The issue of infidelity is even broader, not only applying to explicit commitments that we make but also those made implicitly. For example, if we agree to serve on a committee, in effect we are committing ourselves to meet the responsibilities inherent in that position, even though we may never have explicitly promised to do so. Therefore, failure to meet those responsibilities comprises an act of infidelity.
Infidelity constitutes a serious breach of character that produces major negative results. When we break commitments, the person with whom we made the commitment often will exact the related punishment, e.g. an injured party may divorce a spouse for infidelity or a boss may fire an employee who functions unfaithfully on the job. The broader fallout is that people may no longer trust the unfaithful person, especially if infidelity comprises a pattern in his life.

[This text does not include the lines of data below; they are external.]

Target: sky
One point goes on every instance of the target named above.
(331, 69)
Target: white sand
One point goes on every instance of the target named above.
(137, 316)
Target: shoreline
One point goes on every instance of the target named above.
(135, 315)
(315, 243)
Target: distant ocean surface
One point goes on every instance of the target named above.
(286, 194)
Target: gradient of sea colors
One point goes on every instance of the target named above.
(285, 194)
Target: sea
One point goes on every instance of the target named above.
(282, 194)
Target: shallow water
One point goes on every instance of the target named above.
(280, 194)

There is also the resulting internal problems, having to live with ourselves as an untrustworthy individual, someone whose word is not good, who can’t be relied on. The unfaithful person lacks integrity, saying one thing but doing another. Therefore, the unfaithful person is corrupted at the very core of his personality.

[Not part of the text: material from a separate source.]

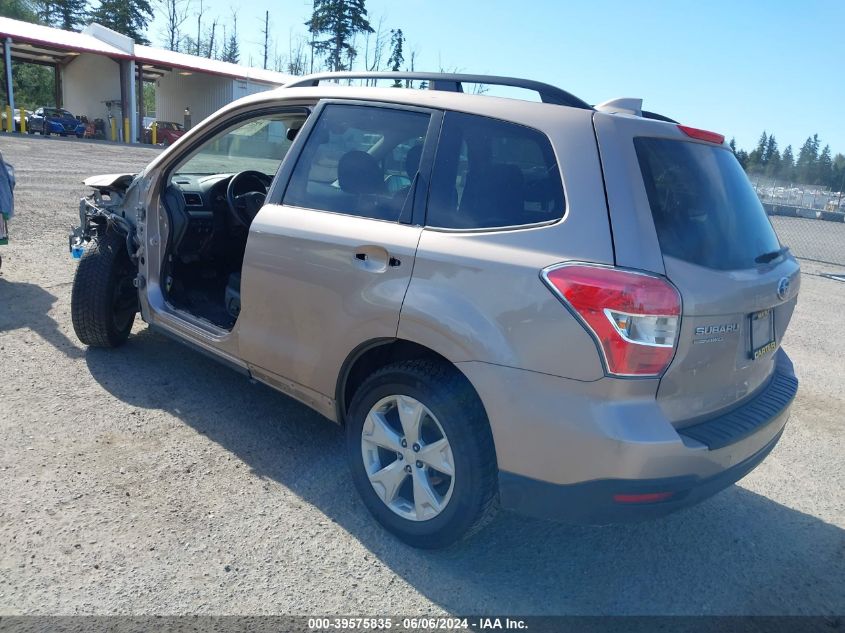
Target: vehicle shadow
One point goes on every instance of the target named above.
(738, 553)
(27, 306)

The most significant negative outcome of infidelity is found in God’s response to it. Ezekiel 17:15 makes reference to King Zedekiah breaking the covenant that he made with Nebuchadnezzar: “But he rebelled against him by sending his ambassadors to Egypt, that they might give him horses and many people. Will he prosper? Will he who does such things escape? Can he break a covenant and still be delivered?” King Zedekiah a covenant with the king of Babylon, and therefore sending ambassadors to Egypt in an attempt to find help in order to attack Babylon served as a breach of that covenant.
In this passage God is asking a rhetorical question regarding covenant breaking in general. “Can a person break a covenant and escape?” The implied answer is “no,” because God will not let the person get away with covenant-breaking, with infidelity.

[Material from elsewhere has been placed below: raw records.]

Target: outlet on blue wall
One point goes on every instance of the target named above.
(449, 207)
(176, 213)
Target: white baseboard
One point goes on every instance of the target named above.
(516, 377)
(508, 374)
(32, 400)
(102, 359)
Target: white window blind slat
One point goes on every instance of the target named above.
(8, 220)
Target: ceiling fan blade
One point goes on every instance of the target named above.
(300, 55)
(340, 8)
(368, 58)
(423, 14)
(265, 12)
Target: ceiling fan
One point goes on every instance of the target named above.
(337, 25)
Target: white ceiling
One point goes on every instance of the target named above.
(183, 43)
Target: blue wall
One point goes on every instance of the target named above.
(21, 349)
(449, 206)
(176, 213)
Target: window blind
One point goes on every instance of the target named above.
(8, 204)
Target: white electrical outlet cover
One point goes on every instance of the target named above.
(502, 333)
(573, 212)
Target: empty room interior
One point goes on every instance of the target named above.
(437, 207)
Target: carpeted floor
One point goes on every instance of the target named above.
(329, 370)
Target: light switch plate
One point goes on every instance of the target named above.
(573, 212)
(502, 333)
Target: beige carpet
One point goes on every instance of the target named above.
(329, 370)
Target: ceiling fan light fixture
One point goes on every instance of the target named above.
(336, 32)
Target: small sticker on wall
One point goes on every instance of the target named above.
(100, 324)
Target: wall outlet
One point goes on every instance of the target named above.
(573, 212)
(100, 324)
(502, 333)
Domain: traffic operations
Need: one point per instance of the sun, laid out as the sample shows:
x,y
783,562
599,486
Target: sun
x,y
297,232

This message is reinforced several verses later in Ezekiel 17:19: “Therefore, thus says the Lord God, ‘As I live, surely My oath which he despised and My covenant which he broke, I will inflict on his head.” Some commentators believe that God judged Zedekiah for breaking this covenant because he swore the covenant in God’s name. We make such a covenant in traditional wedding vows, which state that we are making the marriage covenant both with the other person and with God. However, I believe that any time we give our word, or even imply a commitment, ultimately God holds us responsible. It is as if we are making the commitment to Him. Consequently, when we fail to keep our commitments, stated or implied, God judges us for this breach of faith, this act of infidelity.
If we confess our infidelity, God will forgive, but this does not mean that we will not suffer consequences. God forgave David of his sin with Bathsheba, but he suffered severe consequences for the rest of his life. Likewise, God holds us responsible for keeping commitments that we make to other people. Therefore, if we break those commitments, He will ensure that we suffer the consequences. How much better to the objects of God’s blessing, have the reputation among others as being faithful people, and also being able to live with ourselves.